Hope you recover as quick as possible!


----------



## Bevo

Heal up man, that sucks!!

It amazing how such a simple thing as running keeps hurting us...


----------



## Bevo

Watched the sun come up this morning during my run, just beautiful but cold. It was hard as hell to get out of bed at 4:45 but worth it 20 min later.

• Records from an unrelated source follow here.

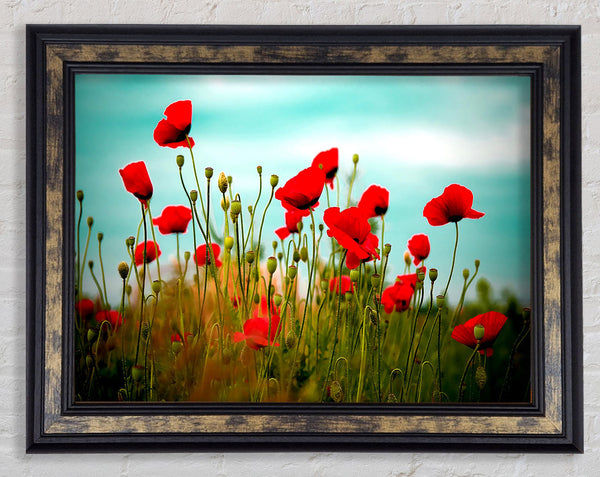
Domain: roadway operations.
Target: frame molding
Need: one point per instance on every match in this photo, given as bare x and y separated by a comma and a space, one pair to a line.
549, 55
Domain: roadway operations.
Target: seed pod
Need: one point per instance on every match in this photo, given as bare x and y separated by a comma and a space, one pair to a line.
222, 182
271, 265
304, 254
123, 269
137, 372
480, 377
290, 339
478, 331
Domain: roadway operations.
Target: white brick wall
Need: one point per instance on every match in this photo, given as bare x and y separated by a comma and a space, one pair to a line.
14, 14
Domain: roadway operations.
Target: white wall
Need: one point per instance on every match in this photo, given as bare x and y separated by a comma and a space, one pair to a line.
14, 14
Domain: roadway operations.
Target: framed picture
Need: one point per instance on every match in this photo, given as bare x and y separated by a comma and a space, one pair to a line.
304, 238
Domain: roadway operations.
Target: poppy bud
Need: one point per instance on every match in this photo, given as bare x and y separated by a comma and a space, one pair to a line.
222, 182
92, 334
290, 339
156, 286
225, 204
123, 269
479, 331
304, 254
176, 346
480, 377
271, 265
236, 207
335, 391
145, 330
137, 372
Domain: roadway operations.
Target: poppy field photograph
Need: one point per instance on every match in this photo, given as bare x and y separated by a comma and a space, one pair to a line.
302, 238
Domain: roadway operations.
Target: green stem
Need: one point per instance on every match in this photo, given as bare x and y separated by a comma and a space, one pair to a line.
453, 259
462, 379
337, 325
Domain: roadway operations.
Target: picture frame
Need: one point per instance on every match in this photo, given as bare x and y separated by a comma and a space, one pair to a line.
549, 55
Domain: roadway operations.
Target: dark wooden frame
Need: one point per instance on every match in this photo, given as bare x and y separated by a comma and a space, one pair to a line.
550, 55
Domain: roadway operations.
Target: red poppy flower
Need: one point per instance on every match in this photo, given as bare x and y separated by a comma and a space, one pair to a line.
351, 229
329, 162
410, 278
375, 201
113, 317
174, 219
172, 131
152, 250
137, 181
256, 329
346, 285
453, 205
292, 218
397, 296
176, 337
202, 257
303, 190
492, 322
85, 307
419, 247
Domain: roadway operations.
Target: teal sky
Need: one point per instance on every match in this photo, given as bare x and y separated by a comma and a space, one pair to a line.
414, 135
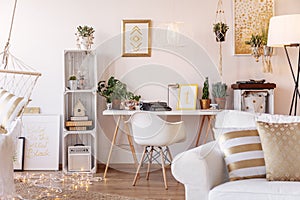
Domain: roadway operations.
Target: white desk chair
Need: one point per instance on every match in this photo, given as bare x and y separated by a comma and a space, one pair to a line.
151, 131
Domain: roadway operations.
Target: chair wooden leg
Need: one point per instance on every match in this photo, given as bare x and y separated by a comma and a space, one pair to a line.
163, 167
139, 167
169, 154
149, 163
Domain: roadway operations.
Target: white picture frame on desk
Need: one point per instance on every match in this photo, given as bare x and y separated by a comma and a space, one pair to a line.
187, 97
42, 141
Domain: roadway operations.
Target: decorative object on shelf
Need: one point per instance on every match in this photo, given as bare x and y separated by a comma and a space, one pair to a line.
259, 48
136, 38
256, 45
205, 100
250, 18
220, 28
187, 97
219, 93
284, 32
85, 37
79, 109
115, 92
73, 82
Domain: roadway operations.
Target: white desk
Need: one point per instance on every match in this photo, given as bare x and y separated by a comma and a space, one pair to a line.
209, 114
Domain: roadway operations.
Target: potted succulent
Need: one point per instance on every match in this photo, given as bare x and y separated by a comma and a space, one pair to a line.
220, 30
115, 92
85, 37
73, 82
205, 100
219, 90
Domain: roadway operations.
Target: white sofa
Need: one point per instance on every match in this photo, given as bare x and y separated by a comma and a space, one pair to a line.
203, 172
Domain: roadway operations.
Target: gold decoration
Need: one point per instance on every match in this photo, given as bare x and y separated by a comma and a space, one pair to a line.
250, 17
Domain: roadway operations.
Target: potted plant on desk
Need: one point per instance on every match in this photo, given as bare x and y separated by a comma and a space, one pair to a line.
85, 37
73, 82
115, 92
220, 30
219, 93
205, 100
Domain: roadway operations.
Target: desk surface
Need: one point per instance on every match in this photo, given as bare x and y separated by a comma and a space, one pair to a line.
173, 112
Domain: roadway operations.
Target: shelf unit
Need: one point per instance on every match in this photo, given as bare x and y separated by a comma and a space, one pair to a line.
79, 142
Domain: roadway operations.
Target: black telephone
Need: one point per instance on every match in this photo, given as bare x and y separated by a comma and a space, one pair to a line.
155, 106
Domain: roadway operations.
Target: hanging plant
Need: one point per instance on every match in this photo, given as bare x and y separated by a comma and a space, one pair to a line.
220, 30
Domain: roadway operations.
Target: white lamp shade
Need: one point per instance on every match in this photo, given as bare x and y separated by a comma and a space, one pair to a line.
284, 30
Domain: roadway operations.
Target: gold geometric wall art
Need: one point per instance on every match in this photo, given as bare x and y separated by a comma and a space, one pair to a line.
250, 17
136, 38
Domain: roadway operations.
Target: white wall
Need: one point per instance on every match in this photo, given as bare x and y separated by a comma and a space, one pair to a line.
44, 29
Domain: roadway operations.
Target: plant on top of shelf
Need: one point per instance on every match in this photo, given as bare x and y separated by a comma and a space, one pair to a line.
205, 100
219, 90
220, 30
85, 31
85, 37
73, 78
115, 90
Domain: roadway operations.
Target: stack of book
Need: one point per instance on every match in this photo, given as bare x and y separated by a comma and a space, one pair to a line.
78, 123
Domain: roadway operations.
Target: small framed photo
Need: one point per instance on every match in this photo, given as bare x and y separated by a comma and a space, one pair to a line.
19, 154
187, 97
136, 38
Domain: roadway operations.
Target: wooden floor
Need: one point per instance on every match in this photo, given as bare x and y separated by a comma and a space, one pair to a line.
120, 182
120, 177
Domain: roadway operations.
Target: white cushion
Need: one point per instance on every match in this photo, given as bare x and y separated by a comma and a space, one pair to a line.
277, 118
256, 189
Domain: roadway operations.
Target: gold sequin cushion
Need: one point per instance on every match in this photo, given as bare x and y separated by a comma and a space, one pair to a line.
281, 147
243, 154
10, 108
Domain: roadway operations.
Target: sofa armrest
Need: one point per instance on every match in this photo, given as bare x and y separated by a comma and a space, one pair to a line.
200, 169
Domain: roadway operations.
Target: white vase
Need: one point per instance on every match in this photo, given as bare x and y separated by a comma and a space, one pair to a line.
84, 43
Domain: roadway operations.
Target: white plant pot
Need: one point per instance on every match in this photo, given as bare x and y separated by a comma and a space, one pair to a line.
84, 43
73, 84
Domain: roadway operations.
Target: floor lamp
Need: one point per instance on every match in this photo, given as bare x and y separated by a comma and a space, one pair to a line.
284, 31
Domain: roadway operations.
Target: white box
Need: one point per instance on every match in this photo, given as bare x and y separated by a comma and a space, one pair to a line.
79, 158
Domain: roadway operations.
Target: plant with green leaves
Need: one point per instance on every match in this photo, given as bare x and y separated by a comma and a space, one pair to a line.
115, 89
219, 90
220, 26
73, 78
85, 31
205, 90
131, 96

15 over the last few days.

972 total


----------



## Fiction

5 Miles split over 2 runs.

977 Total.


----------



## Bevo

Tried to break the 1,000 this weekend but came up a bit short, I got in 18 over two days.

995 Total

Its still early guys, someone should get out there and get the 1,000 before I do tomorrow morning!


----------



## Labrie

Did 5 today just to get to 1000!

1000 total


----------



## Bevo

I slept in and got my 5 after work, well done we hit 1,000!!!

1,005 total


----------



## Infamous Impact

3 miles

1008 total.

Bye Cross Country.


----------



## Bevo

5 in tonight..

1013 total.


----------



## Fiction

10 Miles past week, in 4 Gym sessions.

1023 Total


----------



## Sebastian

3 miles

1026 Total


----------



## Bevo

5 more today, nice and relaxing!

1031 total


----------



## Labrie

Did 4 tonight. 

1035 total.


----------



## Bevo

Freezing to hot one today, halfway through I was just comfy but at the 5 hour mark I was cooking!! it hard to take off and carry layers when you start below "0" and end up that +9C.

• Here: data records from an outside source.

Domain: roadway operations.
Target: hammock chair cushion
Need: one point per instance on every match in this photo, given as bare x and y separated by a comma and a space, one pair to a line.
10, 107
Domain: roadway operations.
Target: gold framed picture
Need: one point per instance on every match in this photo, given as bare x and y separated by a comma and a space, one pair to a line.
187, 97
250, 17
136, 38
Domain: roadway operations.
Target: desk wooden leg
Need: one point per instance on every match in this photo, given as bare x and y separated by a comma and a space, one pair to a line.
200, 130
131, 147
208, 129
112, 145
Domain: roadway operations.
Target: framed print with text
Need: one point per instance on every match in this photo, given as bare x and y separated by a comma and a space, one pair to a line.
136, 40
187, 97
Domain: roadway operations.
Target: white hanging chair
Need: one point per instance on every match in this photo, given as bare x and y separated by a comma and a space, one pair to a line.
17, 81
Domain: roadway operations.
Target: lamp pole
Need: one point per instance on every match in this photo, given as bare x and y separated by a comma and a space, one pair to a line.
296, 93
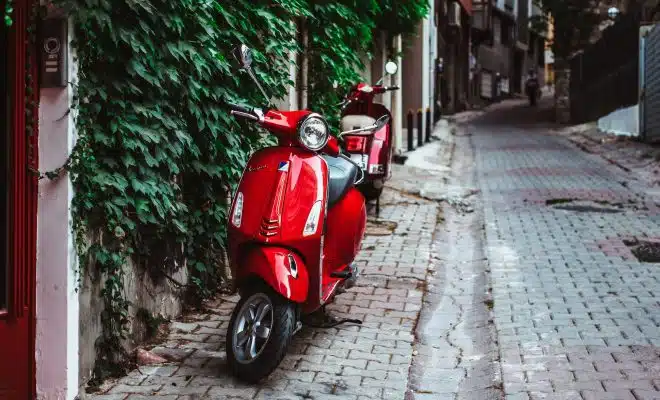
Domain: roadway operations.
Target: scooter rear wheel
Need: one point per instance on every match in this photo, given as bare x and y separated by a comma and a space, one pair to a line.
259, 333
370, 192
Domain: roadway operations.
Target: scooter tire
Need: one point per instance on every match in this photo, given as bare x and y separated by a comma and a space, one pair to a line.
277, 343
370, 192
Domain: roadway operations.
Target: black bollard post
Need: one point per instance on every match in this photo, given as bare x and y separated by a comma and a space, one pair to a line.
428, 125
420, 129
410, 131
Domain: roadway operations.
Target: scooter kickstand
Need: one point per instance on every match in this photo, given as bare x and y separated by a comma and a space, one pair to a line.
328, 321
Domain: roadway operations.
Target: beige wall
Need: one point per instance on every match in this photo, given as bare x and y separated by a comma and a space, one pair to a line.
412, 70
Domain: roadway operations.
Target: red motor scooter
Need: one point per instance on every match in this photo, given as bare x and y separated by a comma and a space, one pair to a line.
295, 227
371, 150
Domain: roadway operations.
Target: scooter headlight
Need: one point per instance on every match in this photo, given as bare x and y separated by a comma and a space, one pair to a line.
237, 215
313, 132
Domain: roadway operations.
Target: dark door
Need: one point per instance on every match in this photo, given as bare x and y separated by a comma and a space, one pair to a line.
17, 216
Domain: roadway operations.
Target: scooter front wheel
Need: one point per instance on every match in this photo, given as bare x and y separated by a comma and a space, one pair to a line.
259, 333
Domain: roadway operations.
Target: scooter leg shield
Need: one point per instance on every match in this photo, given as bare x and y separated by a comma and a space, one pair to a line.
282, 269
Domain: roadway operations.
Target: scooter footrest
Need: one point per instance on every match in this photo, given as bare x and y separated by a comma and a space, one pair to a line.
346, 274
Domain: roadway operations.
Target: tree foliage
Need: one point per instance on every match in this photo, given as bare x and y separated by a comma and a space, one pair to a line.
157, 152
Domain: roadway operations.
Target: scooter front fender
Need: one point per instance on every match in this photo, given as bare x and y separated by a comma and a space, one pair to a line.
282, 269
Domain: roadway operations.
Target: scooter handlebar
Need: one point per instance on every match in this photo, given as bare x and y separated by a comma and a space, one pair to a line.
240, 108
252, 113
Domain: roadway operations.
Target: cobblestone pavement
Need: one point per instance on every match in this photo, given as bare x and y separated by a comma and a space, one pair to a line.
457, 354
371, 361
577, 316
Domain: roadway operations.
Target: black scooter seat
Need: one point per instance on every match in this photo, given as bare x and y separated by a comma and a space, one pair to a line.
342, 177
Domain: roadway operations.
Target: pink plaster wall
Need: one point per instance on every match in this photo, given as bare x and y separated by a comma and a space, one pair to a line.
54, 255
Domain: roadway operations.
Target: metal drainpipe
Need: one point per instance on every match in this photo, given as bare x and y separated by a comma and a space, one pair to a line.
397, 99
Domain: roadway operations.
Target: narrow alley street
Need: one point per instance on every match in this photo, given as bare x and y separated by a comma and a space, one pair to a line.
577, 314
504, 264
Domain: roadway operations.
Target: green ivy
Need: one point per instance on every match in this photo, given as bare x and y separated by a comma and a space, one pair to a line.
157, 153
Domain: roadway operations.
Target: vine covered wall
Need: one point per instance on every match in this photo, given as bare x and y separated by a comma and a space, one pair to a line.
157, 152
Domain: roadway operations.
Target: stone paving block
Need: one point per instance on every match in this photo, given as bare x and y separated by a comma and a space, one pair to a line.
548, 274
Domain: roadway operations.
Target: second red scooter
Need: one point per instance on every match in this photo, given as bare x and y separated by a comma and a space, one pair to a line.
371, 150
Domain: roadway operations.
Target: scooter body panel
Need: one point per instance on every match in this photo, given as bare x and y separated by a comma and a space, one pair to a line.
378, 146
281, 268
345, 228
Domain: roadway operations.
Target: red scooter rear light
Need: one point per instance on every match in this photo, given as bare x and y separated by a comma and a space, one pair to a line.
354, 143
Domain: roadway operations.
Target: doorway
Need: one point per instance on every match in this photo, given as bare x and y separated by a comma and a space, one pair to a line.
17, 217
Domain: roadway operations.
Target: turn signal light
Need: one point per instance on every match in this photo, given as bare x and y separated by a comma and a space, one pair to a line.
354, 143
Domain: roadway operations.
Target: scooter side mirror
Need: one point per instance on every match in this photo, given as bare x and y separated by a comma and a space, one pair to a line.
381, 122
243, 55
391, 67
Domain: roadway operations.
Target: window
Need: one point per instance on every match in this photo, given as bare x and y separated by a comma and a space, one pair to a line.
507, 33
5, 129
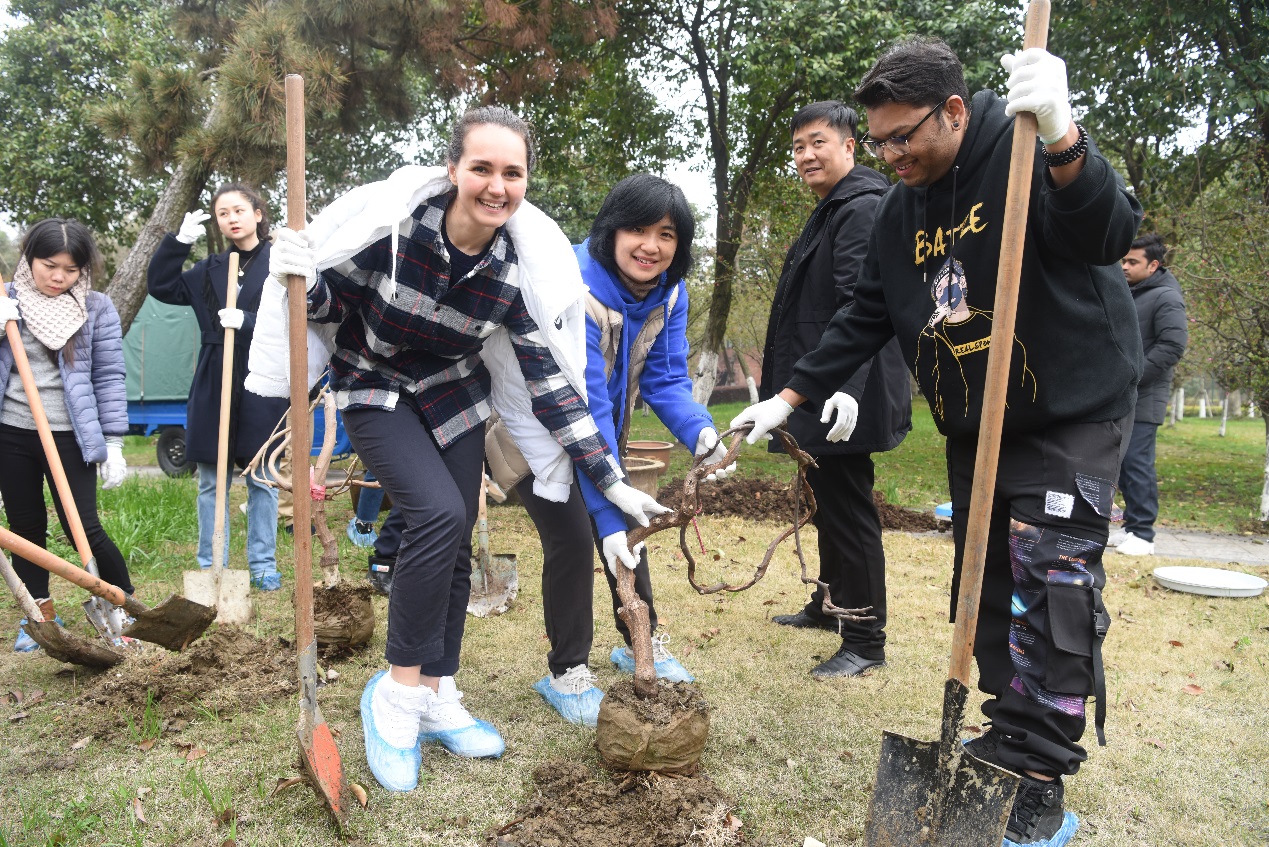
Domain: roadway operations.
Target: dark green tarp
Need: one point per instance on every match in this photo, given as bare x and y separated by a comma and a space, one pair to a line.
160, 351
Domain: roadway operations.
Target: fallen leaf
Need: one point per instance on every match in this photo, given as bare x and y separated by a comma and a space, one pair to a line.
286, 782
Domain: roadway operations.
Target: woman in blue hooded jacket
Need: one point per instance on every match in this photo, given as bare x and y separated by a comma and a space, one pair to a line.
633, 263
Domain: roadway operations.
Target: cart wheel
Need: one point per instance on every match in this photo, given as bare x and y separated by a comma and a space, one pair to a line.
171, 452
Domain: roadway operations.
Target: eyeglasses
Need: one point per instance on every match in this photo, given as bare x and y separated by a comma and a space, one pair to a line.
897, 145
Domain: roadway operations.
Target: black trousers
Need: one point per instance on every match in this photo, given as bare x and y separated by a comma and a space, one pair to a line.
569, 545
435, 492
852, 560
22, 485
1041, 593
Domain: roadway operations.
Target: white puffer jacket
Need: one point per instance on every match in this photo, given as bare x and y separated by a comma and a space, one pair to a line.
548, 278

21 long trail miles today starting just before the sun came up!
3,600 calories burned LOL!!!

1056 total


----------



## Bevo

10 over the last couple days..

1066 total..


----------



## Bevo

10 tonight in the dark trails, I was 3 miles in and ran into a couple walking out, you could barely see your hand in front of your face...

1076 total


----------



## Bevo

20 yesterday in the trails and a recovery 5 today to watch the sun come up, a bit hard to get going but ended up running behind this girl at 6am with an amazing butt.. At a light I said hello and we ran together for 30 min!!

1101 total...


----------



## Bevo

54 over the last week..

1156 total...

Its so lonely


----------



## Bevo

58 over the last week..

1214 total..


----------



## Faine

Just did 3

1217 total


----------



## Bevo

A nice early Christmas morning run today of 5 plus the last 12 days makes it 112 total.

1329 Total


----------



## Furtive Glance

I'll jump in. 4 today.

1333. Nice number.


----------



## Infamous Impact

5 mile tempo run.

1338 total


----------



## Fat-Elf

Hi! Just posting here for the first time. We were pretty drunk with my friend last night and went to the corner shop and decided to run there so we ran about an mile. 

1 mile

1339 total


----------



## Bevo

Alright lets get the year started!
Very hard 5 this morning, I have to remember how to do this run stuff again!

1344 total


----------



## Bevo

10 over the last few days, damn cold!

1354 Total


----------



## Bevo

18 over the last few days..

Getting back in the swing although its damn cold!

1372 Total


----------



## Lagtastic

1 yesterday. Never been much of a runner, but I gotta start working on my cardio if I'm going to start lifting again.

1373 total


----------



## Lagtastic

2 

Let's keep this train rollin.

1375 total


----------



## Bevo

Man I have been slacking with my updates!!
Now I have to do math..crap..good thing its all on my GPS watch..

86 new including a few without my watch.

1460 Total


----------



## Furtive Glance

7. 

1467 Total.


----------



## Sebastian

Recently did 1 + 2 miles

1470 Total


----------



## Sebastian

1474 Total


----------



## Bevo

Great work Sebastion!

I just got back from a week in beautiful British Columbia and had some great runs along the ocean and in the trails.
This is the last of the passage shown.